The bodies of Bose Kelley, Jr. and his brother William (Bob) were buried in separate military funerals in France but were returned to the United States in September 1948. Bose and his brother now rest side by side in the veteran’s section of Greenwood Cemetery in Shreveport. Their brother, Edgar Rew Kelley, is in a civilian cemetery across town, the Jewella Cemetery on Greenwood Road. Their father, who pleaded for his fourth son to be spared, died just one month after Bose and William’s bodies were buried in Greenwood Cemetery. It’s as if he was just waiting for them to come home.
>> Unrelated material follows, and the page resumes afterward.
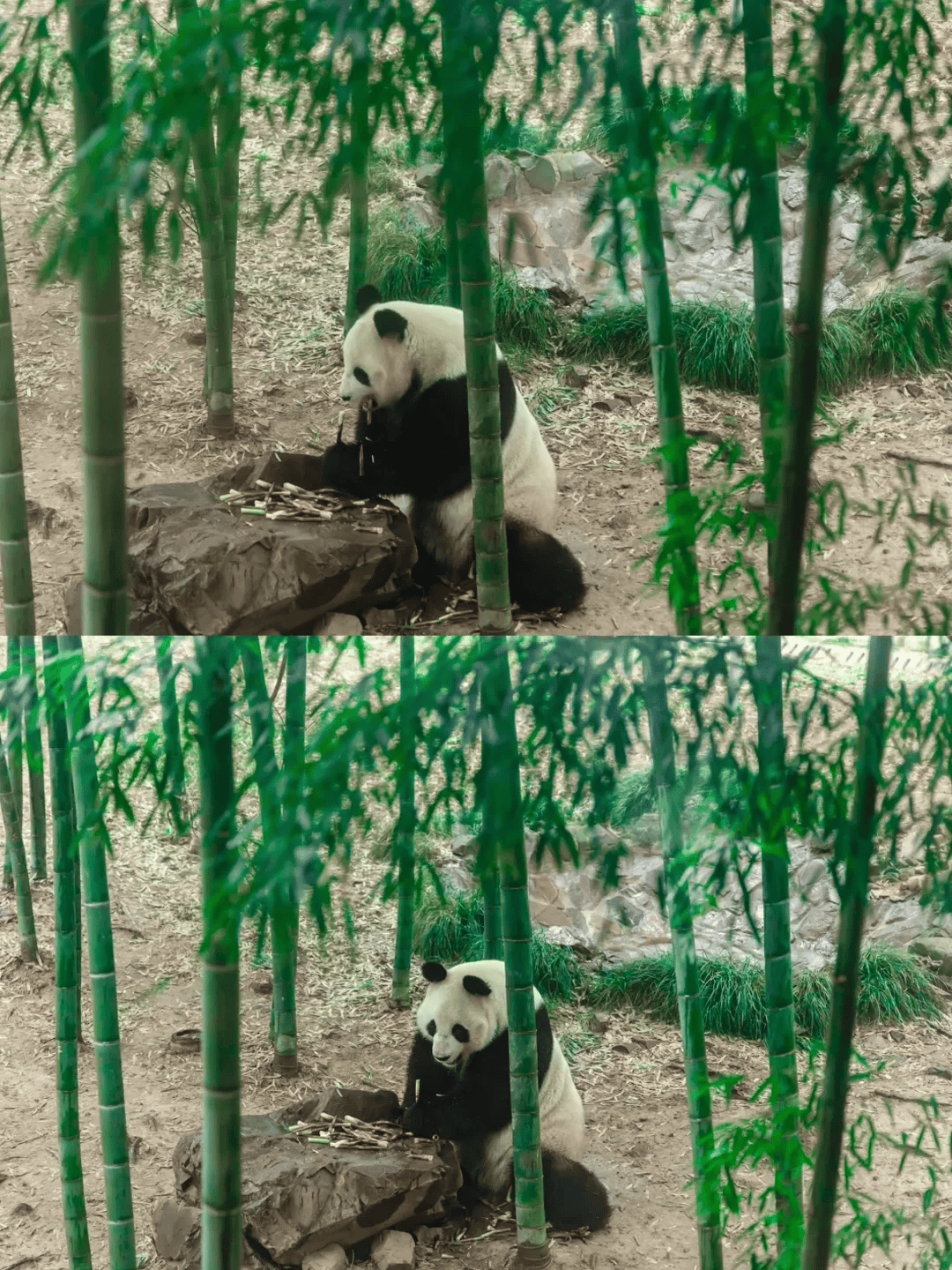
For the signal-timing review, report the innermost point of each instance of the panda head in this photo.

For sixty-five years their sister, Ruby, tended the graves of her brothers. There has never been a time that I visited the graves that there was not a crisp American flag flying over each and flowers. Ruby died a few years ago, and the graves are now tended by Ruby’s daughter. I visited the graves of Bose and William last week and sure enough, there were two new flags and flowers steadfastly in place.
As we observe this 70th anniversary of D-Day, we remember the sacrifices of young men like the Kelleys all across the country. Their name belongs alongside the Sullivan brothers, the Borgstrum brothers, the Niland brothers, and the Wright brothers. It is their heroism and their sacrifice, along with that of so many others, that we remember and honor.